The problem is if a bad kernel or initrd is flashed then there is no way to recover without hardware intervention. Having a truly minimal recovery kernel with USB and a spiflash writer makes it possible to boot into some sort of mode to reocver from that failure.
For both root of trust as well as reliability concerns, the recovery image at the top of the SPI flash should be read-only with the BP bits and the WP# pin enabled. That way hardware is required to really mess it up.
I don't know about you, but once I have a minimal working kernel or a coreboot fallback, I never really update them. So having no way to recover them without hardware intervention is fine. The kernel I may recompile, patch, etc would be somewhere else.
The job of this minimal kernel and initrd would just be to kexec the other kernel, and let you recover coreboot if needed.
Having both of them write protected is just fine, if the cmdline used for the kexec is be read from another part of the spi for when you have to add some kernel parameters
On Sun, Nov 27, 2016 at 8:09 PM, Trammell Hudson hudson@trmm.net wrote:
On Sun, Nov 27, 2016 at 07:30:07PM -0500, Charlotte Plusplus wrote:
[...] With the amount of flash we have, sharing the kernel and initrd doesn't seem like a bad idea.

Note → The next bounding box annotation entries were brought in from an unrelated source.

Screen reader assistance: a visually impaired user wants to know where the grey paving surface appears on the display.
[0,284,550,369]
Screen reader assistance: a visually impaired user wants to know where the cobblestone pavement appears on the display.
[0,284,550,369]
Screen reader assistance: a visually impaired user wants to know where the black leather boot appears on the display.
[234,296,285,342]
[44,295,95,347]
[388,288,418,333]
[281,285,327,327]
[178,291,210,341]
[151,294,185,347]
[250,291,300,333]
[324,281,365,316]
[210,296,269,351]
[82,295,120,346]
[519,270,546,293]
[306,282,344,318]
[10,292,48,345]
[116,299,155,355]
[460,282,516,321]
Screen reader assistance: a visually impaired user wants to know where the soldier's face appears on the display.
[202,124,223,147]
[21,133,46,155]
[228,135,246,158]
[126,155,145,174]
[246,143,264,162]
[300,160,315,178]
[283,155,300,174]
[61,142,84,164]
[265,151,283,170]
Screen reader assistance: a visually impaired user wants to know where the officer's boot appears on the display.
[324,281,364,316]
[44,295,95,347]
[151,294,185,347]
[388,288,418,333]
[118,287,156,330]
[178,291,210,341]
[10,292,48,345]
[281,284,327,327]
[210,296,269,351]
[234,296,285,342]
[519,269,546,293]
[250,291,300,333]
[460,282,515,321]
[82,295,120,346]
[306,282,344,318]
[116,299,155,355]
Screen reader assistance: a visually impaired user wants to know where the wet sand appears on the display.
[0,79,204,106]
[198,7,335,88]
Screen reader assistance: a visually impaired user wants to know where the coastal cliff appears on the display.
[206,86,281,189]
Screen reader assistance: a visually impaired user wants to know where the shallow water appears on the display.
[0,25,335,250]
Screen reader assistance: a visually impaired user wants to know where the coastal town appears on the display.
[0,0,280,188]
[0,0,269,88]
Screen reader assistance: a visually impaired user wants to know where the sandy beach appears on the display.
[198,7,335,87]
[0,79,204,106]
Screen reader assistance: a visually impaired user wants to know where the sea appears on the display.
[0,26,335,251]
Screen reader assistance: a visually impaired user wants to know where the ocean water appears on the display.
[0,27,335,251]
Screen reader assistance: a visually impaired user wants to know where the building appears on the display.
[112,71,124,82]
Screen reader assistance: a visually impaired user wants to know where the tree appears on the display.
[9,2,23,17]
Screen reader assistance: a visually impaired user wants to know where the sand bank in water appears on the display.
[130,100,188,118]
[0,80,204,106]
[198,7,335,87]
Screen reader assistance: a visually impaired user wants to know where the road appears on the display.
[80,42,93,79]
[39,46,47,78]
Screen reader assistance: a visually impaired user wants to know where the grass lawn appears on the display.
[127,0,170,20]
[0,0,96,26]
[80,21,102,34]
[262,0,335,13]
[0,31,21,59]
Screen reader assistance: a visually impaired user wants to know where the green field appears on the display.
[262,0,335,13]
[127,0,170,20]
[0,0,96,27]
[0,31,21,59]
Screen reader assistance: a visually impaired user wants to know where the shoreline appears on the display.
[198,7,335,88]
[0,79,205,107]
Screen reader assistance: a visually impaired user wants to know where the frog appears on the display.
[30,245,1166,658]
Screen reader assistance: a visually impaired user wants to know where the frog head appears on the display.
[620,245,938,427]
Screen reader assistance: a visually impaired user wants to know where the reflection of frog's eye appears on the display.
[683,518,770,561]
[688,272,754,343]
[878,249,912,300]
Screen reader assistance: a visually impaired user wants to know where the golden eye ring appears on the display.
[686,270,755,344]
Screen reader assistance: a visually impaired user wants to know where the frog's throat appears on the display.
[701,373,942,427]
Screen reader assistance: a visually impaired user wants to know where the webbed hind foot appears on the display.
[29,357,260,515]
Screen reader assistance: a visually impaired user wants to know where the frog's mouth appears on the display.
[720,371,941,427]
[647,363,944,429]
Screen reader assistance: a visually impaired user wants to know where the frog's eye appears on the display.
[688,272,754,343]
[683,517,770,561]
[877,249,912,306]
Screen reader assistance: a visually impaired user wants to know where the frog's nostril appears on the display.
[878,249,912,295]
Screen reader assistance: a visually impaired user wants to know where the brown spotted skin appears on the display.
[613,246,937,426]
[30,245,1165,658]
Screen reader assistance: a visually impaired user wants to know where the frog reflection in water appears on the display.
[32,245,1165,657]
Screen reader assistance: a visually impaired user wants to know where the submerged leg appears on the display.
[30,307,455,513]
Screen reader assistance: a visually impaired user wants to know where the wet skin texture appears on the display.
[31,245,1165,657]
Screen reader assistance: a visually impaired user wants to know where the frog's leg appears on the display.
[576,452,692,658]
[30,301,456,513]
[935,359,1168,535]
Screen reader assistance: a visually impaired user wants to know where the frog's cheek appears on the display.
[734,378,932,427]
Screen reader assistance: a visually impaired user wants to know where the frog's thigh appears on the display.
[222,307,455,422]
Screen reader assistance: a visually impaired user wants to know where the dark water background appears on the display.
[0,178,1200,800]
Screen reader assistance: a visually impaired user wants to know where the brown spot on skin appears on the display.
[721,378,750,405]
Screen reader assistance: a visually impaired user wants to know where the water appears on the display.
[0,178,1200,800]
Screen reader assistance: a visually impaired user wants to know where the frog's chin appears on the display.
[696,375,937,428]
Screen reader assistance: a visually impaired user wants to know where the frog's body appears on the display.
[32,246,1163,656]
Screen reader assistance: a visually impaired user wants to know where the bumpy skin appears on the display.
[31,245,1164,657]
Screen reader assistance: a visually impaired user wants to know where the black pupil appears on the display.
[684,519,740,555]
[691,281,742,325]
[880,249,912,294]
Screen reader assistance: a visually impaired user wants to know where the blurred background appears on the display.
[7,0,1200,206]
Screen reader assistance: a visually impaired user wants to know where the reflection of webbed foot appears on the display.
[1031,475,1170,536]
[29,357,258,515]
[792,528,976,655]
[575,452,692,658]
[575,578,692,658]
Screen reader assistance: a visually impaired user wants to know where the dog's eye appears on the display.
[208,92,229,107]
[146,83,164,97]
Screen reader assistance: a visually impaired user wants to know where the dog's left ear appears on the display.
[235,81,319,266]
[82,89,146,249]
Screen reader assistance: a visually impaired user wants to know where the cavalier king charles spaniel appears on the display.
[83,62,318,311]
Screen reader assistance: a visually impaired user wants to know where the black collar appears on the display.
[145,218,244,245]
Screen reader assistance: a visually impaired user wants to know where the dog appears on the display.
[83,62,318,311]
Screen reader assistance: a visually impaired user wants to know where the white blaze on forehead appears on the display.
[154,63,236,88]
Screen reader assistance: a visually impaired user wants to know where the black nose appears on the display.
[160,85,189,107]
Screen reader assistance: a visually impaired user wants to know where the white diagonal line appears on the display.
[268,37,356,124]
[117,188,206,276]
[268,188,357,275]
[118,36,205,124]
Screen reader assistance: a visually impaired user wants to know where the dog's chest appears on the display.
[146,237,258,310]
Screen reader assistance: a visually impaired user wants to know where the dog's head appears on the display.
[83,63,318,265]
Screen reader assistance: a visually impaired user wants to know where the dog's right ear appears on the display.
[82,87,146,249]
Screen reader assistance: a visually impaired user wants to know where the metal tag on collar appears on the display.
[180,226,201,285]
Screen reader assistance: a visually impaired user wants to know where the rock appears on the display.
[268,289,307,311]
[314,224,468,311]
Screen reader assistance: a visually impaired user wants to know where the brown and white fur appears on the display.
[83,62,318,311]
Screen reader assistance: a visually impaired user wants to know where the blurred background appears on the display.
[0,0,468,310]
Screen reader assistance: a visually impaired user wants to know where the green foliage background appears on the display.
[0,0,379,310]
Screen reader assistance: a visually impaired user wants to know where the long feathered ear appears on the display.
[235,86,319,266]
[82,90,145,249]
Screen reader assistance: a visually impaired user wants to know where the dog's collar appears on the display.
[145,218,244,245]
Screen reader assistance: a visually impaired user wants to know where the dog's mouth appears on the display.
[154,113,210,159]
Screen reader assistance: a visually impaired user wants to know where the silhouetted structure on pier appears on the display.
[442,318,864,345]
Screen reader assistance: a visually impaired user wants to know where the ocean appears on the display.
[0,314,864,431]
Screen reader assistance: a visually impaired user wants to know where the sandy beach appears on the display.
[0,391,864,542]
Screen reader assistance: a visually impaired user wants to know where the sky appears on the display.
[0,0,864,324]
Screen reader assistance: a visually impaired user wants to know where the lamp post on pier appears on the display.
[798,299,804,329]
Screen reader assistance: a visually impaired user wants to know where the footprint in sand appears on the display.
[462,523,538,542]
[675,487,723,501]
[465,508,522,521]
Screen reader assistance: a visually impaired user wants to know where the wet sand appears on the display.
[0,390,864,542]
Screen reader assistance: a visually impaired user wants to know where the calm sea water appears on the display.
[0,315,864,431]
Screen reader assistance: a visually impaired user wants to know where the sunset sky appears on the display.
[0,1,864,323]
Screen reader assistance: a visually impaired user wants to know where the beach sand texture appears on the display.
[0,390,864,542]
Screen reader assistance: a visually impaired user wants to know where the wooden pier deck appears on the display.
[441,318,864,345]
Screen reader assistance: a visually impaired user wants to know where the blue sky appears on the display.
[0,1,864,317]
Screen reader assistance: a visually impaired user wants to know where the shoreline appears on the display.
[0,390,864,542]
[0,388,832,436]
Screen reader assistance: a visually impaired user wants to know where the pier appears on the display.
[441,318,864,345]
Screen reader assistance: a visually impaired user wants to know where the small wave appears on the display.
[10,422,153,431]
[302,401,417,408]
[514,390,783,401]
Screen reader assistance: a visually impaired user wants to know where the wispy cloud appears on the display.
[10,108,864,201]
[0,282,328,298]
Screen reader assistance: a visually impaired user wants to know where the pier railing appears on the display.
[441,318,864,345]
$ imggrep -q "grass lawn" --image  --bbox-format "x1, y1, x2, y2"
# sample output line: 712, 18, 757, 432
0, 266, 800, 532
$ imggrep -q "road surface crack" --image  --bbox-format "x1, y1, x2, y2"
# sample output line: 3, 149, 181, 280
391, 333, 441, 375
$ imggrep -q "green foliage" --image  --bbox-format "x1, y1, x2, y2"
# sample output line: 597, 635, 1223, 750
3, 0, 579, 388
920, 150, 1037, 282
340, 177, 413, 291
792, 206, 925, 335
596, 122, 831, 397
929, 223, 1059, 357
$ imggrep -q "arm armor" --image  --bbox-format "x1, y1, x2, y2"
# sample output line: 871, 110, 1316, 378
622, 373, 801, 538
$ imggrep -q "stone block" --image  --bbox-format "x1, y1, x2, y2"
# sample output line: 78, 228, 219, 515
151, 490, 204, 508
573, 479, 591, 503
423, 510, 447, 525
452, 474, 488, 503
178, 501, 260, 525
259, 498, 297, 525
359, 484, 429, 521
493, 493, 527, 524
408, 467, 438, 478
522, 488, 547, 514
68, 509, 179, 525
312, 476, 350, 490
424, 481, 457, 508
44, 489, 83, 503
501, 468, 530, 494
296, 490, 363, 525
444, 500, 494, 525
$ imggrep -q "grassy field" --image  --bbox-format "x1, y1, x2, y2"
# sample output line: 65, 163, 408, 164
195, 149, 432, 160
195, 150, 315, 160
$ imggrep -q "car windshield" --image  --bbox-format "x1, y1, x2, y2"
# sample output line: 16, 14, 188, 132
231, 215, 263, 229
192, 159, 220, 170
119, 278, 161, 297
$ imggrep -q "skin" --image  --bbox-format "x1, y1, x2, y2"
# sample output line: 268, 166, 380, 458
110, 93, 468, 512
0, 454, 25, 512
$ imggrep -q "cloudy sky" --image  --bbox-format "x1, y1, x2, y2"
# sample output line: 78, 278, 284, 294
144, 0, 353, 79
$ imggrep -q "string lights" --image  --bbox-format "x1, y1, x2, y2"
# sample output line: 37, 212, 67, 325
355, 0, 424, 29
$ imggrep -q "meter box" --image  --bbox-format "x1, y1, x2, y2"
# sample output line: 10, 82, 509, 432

The problem is if a bad kernel or initrd is flashed then there is no way to recover without hardware intervention. Having a truly minimal recovery kernel with USB and a spiflash writer makes it possible to boot into some sort of mode to reocver from that failure.
For both root of trust as well as reliability concerns, the recovery image at the top of the SPI flash should be read-only with the BP bits and the WP# pin enabled. That way hardware is required to really mess it up.